Republican presidential candidate Nikki Haley has requested Secret Service protection in response to a flurry of threats and violent incidents at her rallies.
Mrs. Haley acknowledged making the request Monday afternoon in an interview with the Wall Street Journal.
“We’ve had multiple issues,” she said after a campaign event in Aiken, South Carolina, in advance of her home state’s upcoming primary. “It’s not going to stop me from doing what I need to do.”
The Journal did not get an immediate response from the Haley campaign for details about the threats she has received, but there have been some physical confrontations at her rallies.
The Journal cited in its Monday report that a woman tried to rush the stage last week in Columbia, South Carolina, and that there have been “protesters in recent days at her events upset about her support for Ukraine and Israel.”
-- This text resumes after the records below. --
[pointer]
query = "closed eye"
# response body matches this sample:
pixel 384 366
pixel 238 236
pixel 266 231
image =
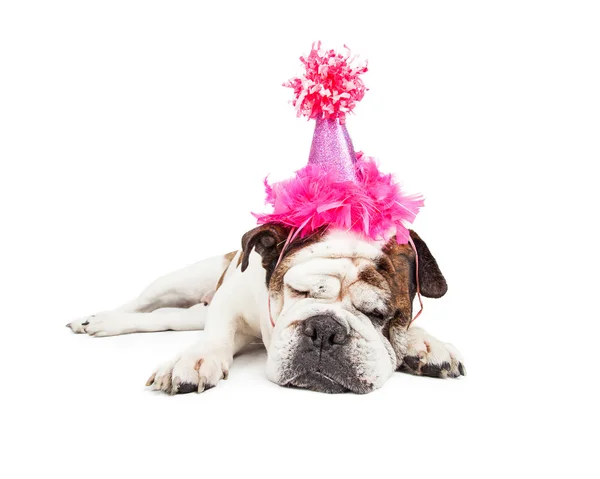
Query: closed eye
pixel 297 293
pixel 377 316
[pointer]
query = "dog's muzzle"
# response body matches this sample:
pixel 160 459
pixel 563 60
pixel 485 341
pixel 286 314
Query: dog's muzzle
pixel 322 359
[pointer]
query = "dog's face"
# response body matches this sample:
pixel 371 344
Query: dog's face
pixel 340 305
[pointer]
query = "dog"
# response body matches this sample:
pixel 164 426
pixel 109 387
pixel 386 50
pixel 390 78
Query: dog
pixel 333 311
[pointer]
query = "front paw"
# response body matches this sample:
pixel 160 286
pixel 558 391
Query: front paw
pixel 102 324
pixel 427 356
pixel 191 372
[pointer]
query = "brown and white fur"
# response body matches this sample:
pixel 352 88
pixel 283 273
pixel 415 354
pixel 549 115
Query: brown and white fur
pixel 341 306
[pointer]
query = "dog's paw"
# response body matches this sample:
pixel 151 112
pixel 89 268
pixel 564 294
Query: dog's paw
pixel 102 324
pixel 191 372
pixel 427 356
pixel 78 326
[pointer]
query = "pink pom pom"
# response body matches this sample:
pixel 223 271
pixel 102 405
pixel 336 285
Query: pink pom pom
pixel 331 86
pixel 374 206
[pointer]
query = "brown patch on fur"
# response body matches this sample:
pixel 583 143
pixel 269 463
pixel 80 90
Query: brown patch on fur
pixel 373 277
pixel 267 240
pixel 276 281
pixel 397 267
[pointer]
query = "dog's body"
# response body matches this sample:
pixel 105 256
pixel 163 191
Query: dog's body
pixel 333 313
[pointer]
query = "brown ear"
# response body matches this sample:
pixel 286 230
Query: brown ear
pixel 431 280
pixel 267 240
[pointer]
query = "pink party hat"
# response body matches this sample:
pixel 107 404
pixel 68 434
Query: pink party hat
pixel 338 188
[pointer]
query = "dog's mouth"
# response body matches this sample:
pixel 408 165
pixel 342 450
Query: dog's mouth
pixel 319 382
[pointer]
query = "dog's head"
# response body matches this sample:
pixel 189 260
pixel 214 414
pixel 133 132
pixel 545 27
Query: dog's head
pixel 341 306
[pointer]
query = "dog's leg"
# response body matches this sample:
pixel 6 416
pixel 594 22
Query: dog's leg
pixel 169 319
pixel 428 356
pixel 180 289
pixel 228 329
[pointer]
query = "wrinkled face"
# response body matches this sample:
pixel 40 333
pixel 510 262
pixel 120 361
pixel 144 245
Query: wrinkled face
pixel 333 302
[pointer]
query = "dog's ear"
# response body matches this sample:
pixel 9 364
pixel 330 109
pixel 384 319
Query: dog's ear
pixel 267 240
pixel 431 280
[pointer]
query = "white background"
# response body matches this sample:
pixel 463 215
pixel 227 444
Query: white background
pixel 134 138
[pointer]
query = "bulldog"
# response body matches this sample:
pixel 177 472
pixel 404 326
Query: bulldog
pixel 333 311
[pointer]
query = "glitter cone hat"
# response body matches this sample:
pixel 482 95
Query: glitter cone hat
pixel 338 188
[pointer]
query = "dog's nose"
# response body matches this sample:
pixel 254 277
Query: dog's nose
pixel 325 331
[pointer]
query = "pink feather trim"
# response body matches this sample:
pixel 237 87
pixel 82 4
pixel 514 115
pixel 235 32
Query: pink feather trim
pixel 331 86
pixel 374 206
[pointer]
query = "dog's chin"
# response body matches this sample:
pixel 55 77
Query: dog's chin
pixel 318 382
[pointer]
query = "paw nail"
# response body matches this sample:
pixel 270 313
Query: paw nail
pixel 201 385
pixel 198 364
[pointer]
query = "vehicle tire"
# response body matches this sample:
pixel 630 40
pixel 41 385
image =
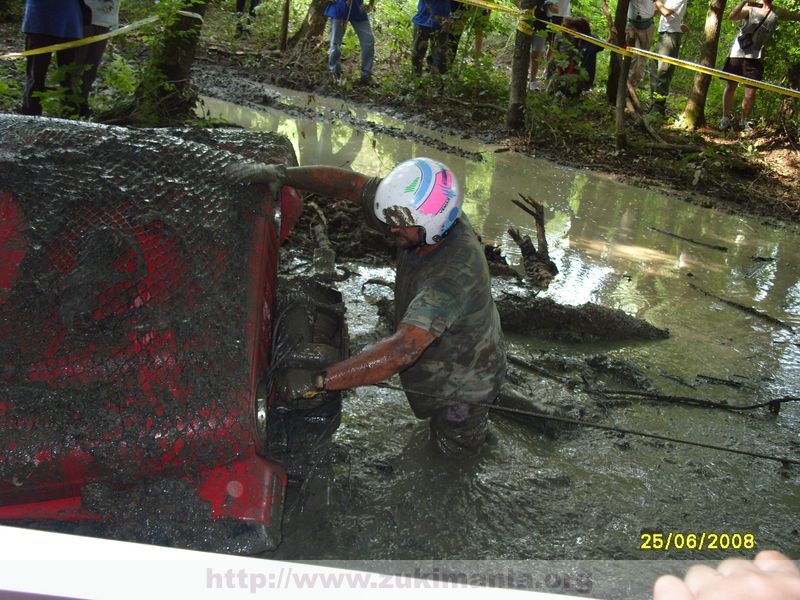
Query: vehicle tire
pixel 309 333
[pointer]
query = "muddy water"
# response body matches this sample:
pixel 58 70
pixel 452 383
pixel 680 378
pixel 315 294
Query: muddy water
pixel 577 494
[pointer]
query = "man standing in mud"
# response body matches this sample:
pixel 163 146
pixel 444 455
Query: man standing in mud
pixel 448 345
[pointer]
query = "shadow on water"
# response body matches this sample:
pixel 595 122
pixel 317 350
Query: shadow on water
pixel 579 494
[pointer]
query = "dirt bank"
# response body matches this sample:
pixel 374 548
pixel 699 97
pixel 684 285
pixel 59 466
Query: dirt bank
pixel 705 168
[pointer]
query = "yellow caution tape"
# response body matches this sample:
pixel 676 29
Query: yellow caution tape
pixel 81 42
pixel 525 25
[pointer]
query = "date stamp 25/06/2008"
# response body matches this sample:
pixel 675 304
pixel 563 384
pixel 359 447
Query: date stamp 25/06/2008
pixel 696 540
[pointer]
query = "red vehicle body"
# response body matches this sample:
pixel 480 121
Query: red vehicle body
pixel 137 300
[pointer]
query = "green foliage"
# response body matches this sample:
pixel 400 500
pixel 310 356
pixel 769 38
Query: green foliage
pixel 554 119
pixel 11 74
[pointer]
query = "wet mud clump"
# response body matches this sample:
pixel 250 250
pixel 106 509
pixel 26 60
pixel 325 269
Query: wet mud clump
pixel 545 319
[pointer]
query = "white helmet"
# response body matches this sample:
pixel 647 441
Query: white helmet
pixel 422 192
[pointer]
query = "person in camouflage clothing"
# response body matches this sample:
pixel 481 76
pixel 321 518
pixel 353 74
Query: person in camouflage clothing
pixel 448 344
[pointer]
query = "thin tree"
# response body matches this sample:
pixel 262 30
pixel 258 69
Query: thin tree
pixel 515 116
pixel 313 26
pixel 620 22
pixel 694 112
pixel 165 93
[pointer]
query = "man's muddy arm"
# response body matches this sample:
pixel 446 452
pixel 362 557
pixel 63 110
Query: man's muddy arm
pixel 786 15
pixel 381 360
pixel 327 181
pixel 740 11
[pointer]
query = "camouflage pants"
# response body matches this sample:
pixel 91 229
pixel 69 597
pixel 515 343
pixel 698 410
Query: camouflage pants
pixel 459 430
pixel 437 38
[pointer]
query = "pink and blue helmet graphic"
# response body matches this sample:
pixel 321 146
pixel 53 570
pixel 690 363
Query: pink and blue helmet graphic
pixel 435 192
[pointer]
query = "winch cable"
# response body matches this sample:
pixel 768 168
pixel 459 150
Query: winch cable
pixel 773 405
pixel 528 413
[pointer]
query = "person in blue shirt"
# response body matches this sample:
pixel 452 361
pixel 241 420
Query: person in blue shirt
pixel 103 17
pixel 48 22
pixel 428 29
pixel 340 12
pixel 242 18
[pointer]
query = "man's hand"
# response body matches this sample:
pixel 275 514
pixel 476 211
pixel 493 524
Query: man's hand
pixel 301 388
pixel 770 575
pixel 251 172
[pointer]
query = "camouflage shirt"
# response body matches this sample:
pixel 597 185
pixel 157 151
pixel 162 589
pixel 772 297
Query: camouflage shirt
pixel 448 293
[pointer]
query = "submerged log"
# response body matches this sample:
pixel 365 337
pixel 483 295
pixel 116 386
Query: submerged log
pixel 545 319
pixel 539 269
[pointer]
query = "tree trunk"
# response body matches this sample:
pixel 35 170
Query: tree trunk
pixel 789 105
pixel 694 112
pixel 620 22
pixel 283 44
pixel 515 117
pixel 165 93
pixel 313 25
pixel 621 102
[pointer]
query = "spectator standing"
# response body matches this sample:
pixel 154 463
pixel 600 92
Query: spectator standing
pixel 543 11
pixel 48 22
pixel 428 21
pixel 466 15
pixel 340 12
pixel 104 17
pixel 639 33
pixel 574 64
pixel 670 31
pixel 241 23
pixel 558 17
pixel 746 56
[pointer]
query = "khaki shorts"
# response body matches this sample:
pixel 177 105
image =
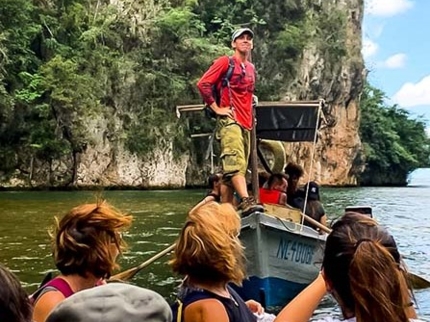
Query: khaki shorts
pixel 235 147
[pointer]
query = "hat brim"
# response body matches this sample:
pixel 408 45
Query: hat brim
pixel 249 32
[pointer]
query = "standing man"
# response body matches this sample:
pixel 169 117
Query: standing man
pixel 234 116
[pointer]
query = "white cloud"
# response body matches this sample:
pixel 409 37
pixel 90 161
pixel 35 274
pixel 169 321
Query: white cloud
pixel 394 62
pixel 387 8
pixel 414 94
pixel 369 48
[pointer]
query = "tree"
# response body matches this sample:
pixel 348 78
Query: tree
pixel 394 143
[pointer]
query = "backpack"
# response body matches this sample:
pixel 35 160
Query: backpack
pixel 216 92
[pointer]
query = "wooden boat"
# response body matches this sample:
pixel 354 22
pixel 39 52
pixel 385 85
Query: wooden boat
pixel 283 256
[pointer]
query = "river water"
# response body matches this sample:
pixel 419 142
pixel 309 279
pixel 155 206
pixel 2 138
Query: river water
pixel 158 215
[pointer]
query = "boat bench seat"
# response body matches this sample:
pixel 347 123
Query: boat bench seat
pixel 284 212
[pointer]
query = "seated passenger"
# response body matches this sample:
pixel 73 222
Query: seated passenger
pixel 275 192
pixel 313 208
pixel 86 244
pixel 363 271
pixel 294 173
pixel 14 302
pixel 209 255
pixel 114 302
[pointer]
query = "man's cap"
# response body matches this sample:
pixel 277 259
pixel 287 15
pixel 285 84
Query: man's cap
pixel 239 32
pixel 314 190
pixel 113 302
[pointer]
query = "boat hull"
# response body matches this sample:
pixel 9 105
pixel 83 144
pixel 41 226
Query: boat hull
pixel 283 257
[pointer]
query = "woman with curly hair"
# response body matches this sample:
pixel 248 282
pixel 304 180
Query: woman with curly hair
pixel 86 243
pixel 363 271
pixel 210 256
pixel 14 303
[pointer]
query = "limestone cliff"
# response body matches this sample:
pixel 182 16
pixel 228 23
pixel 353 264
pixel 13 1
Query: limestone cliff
pixel 330 68
pixel 337 159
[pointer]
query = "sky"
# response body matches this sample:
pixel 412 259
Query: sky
pixel 396 50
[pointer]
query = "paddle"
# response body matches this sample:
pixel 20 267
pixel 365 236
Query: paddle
pixel 128 274
pixel 417 282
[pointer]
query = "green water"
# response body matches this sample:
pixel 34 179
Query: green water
pixel 158 216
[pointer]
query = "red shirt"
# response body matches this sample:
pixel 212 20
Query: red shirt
pixel 242 84
pixel 269 196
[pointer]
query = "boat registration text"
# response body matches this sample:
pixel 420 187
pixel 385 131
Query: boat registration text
pixel 296 251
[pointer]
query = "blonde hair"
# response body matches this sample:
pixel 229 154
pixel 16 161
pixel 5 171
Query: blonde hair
pixel 82 240
pixel 209 249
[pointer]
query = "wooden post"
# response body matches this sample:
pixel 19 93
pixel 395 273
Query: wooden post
pixel 254 158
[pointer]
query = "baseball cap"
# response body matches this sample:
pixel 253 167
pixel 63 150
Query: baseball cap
pixel 113 302
pixel 239 32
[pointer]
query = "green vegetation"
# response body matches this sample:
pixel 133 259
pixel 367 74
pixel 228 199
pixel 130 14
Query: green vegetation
pixel 394 143
pixel 70 67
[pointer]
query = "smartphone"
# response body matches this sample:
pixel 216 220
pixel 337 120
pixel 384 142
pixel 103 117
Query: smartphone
pixel 365 210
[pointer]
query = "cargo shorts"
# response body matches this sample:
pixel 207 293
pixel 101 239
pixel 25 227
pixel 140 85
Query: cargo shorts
pixel 235 144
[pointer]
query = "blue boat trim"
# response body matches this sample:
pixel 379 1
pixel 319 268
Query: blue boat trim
pixel 272 292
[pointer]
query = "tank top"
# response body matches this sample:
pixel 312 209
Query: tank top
pixel 269 196
pixel 235 307
pixel 56 284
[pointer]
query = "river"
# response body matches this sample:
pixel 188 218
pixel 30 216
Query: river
pixel 158 216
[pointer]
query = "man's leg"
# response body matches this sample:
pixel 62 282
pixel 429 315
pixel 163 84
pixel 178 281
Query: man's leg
pixel 227 193
pixel 239 185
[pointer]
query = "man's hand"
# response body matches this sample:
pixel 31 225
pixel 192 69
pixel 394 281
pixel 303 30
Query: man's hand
pixel 223 111
pixel 254 100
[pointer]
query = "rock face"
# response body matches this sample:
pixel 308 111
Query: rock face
pixel 337 157
pixel 336 160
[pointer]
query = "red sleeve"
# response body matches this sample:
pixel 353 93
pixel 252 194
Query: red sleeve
pixel 212 76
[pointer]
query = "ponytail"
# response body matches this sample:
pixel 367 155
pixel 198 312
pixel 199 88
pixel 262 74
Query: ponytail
pixel 377 284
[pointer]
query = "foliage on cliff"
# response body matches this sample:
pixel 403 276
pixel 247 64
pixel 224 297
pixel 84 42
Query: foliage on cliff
pixel 128 63
pixel 394 143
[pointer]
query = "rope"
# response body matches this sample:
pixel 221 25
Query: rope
pixel 311 165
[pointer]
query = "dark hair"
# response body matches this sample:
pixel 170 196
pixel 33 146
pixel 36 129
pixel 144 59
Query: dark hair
pixel 213 178
pixel 83 238
pixel 294 170
pixel 262 178
pixel 14 302
pixel 275 178
pixel 363 264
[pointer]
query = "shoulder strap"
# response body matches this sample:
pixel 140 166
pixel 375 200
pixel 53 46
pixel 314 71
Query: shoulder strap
pixel 55 284
pixel 226 79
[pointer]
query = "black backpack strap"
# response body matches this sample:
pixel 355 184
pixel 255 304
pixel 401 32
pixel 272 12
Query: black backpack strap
pixel 226 79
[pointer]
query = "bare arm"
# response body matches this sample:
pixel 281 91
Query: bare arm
pixel 45 304
pixel 282 199
pixel 201 203
pixel 208 310
pixel 301 308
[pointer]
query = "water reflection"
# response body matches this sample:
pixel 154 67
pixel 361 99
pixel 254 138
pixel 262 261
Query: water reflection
pixel 158 217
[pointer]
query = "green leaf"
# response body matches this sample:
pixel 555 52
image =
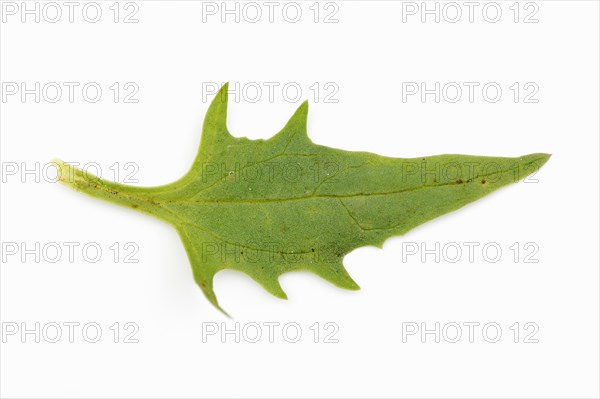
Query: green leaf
pixel 268 207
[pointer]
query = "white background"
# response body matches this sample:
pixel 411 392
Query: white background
pixel 171 54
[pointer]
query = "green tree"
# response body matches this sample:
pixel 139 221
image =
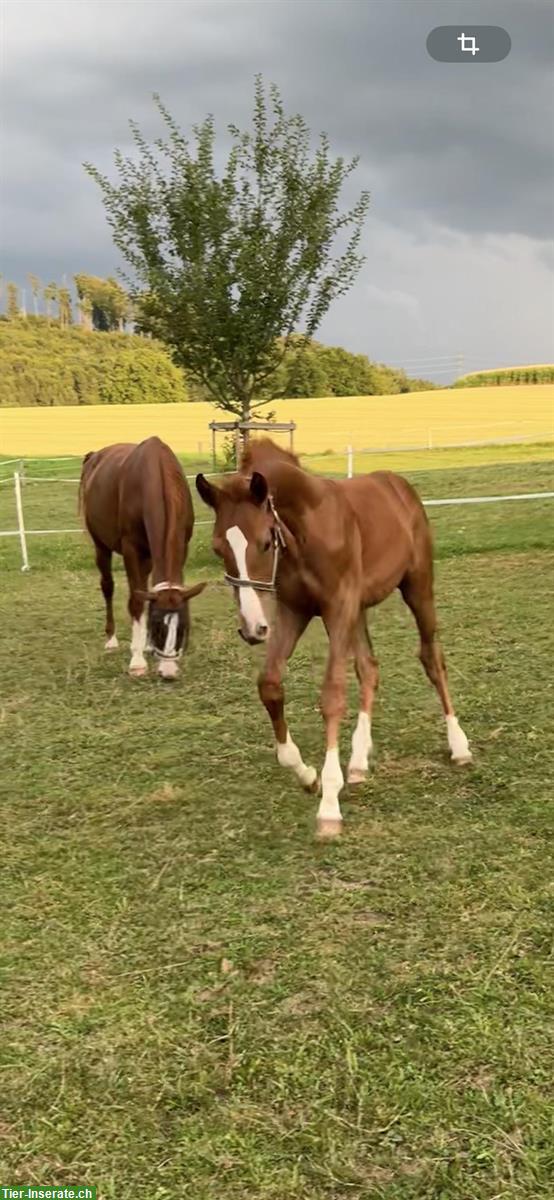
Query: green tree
pixel 50 297
pixel 109 304
pixel 229 267
pixel 85 312
pixel 12 300
pixel 64 300
pixel 35 283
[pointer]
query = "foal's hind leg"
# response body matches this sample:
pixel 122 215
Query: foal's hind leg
pixel 367 671
pixel 417 592
pixel 288 628
pixel 103 562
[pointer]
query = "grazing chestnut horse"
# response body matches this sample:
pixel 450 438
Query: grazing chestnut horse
pixel 136 502
pixel 326 549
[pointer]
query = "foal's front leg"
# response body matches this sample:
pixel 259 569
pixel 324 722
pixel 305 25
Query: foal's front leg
pixel 288 628
pixel 333 705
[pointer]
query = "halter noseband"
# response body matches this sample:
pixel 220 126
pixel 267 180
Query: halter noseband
pixel 166 586
pixel 279 544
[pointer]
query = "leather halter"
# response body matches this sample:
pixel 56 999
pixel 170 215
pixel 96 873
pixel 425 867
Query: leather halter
pixel 277 537
pixel 167 587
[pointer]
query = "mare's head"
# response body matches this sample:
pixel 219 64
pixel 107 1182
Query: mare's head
pixel 169 623
pixel 246 535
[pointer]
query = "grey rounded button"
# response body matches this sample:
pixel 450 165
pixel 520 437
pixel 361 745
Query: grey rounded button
pixel 469 43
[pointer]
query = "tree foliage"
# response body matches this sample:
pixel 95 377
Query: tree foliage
pixel 527 375
pixel 227 268
pixel 43 364
pixel 104 300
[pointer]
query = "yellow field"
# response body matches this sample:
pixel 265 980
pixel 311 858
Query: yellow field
pixel 417 419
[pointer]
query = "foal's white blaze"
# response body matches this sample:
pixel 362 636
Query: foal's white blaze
pixel 250 603
pixel 362 747
pixel 138 643
pixel 332 780
pixel 458 743
pixel 168 667
pixel 288 755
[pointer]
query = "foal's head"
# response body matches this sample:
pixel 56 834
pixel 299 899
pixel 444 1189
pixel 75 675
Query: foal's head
pixel 169 623
pixel 246 537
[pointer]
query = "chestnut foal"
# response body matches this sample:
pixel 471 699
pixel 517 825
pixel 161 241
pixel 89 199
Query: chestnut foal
pixel 326 549
pixel 136 502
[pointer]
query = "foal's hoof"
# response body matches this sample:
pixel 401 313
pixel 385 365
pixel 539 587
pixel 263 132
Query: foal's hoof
pixel 356 777
pixel 327 829
pixel 311 781
pixel 168 670
pixel 462 760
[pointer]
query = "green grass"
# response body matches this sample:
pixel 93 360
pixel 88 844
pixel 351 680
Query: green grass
pixel 461 531
pixel 202 1001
Her home also has been “swatted” at least once, in which a caller falsely tells police a crime is ongoing at a residence of a disliked person in the hope the police will send a SWAT team and something will go wrong. Mrs. Haley said she herself wasn’t home at the time, though her elderly parents and their caregiver were.
When asked late last week about the earlier incidents at her campaign events, Mrs. Haley said they weren’t unexpected, though she didn’t say then that she would soon be asking for Secret Service assistance.
“When you do something like this, you get threats,” she said. “It’s just the reality.”
She said she has “put a few more bodies around us,” but she would continue retail campaigning.
“At the end of the day, we’re going to go out there and touch every hand, we’re going to answer every question, we’re going to make sure that we are there and doing everything that we need to,” she said.